Check if a point is inside a rectangle (not knowing the coordinates, but knowing distances to vertices)

Question

I have to solve the following problem: I have 4 points (A, B, C, D) which form a rectangle, but I do not know their coordinates. I have another point (X), I do not know its coordinates either, but I know the distances between point X and all other 4 points (XA, XB, XC, XD). I need to be able to tell if X lies within a rectangle formed by A, B, C, D. Any help appreciated.

Answer 1

It seems it is impossible to know whether X is inside for sure. For example, if we had a rectangle ABCD and a point X inside of it, WLOG so that the vertical distance from X to CD is less than the vertical distance from X to AB, creating a new rectangle ABEF with EF parallel to AB and CD, but EF underneath X with the same vertical distance creates a new rectangle with exactly the same distances to the vertices, but with X outside.

(Low picture quality, which is why I hesitate to put a picture. But I also thought that my above explanation was sort of unclear, so I posted this too.)

Answer 2

It's not possible in general:

A . . . . . D . . A'
.           .     .
.           .     .
B . . . . . C . . B'

Let $X$ be the centre of $ABA'B'$. Then $XA=XA'$ and $XB=XB'$, and of course $XC=XC$ and $XD=XD$. But for suitable choice of $C$ and $D$, $X$ is inside $ABCD$ but not $A'B'CD$.

Answer 3

For any point $X$ inside the rectangle, except the rectangle's center, there exists another rectangle, which has the same vertices-to-X distances, but does not contain $X$. You can construct it by mirroring one of the rectangle's edges by an axis parallel to the edge and passing through $X$.

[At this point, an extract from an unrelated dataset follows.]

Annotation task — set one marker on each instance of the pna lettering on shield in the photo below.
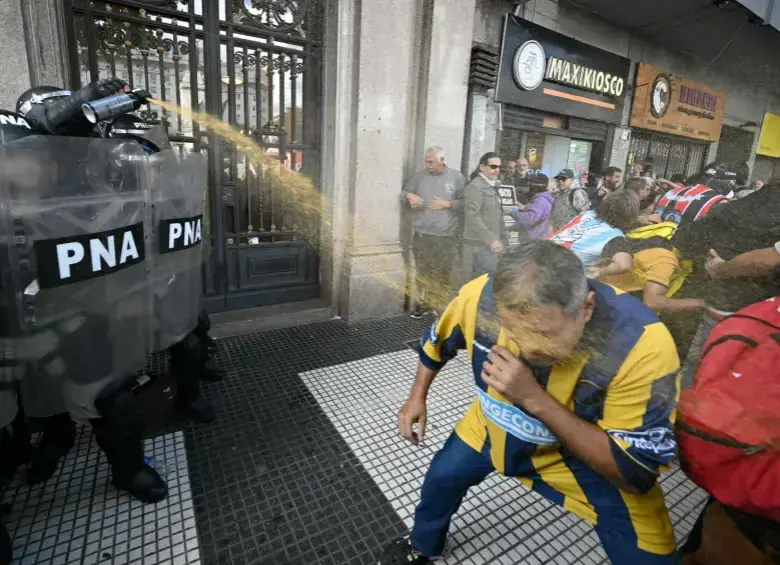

The opposite is also true: you can make a reverse construction for the $X$ outside a rectangle to find an appropriate rectangle containing $X$. If $X$ lies 'opposite to some edge', not to a corner, that is, when $X$ lies between two parallel lines containing two opposite sides of a rectangle, one side mirroring will suffice. If $X$ is 'opposite to a corner', that is it lies in the angle vertical to the rectangle's corner (see https://commons.wikimedia.org/wiki/File:Vertical_angles.svg), one needs two such mirrorings for two adjacent sides of the rectangle.

As a result,

• if three of the four $AX$, $BX$, $CX$, $DX$ distances are equal, then $X$ is a center of the $ABCD$ rectangle (and the fourth distance must be equal to those three, too), so you know it is inside.
• In any other case you can't tell whether $X$ is inside or outsde the rectangle, because there exist two rectangles $ABCD$, $A'B'C'D'$ with the same distances of their respective vertices to the given point: $AX=A'X$, $BX=B'X$, $CX=C'X$, $DX=D'X$, one rectangle containing $X$ and the other one missing it.

Answer 4

I assume that the four given points are as given as four trees in a landscape forming a nondegenerate rectangle. If your question could not be decided this would mean that we have four different circles intersecting in at least two different points $P$, $Q$. But this would imply that the four circles all have their center on the median $m$ of $P$ and $Q$, contrary to assumption.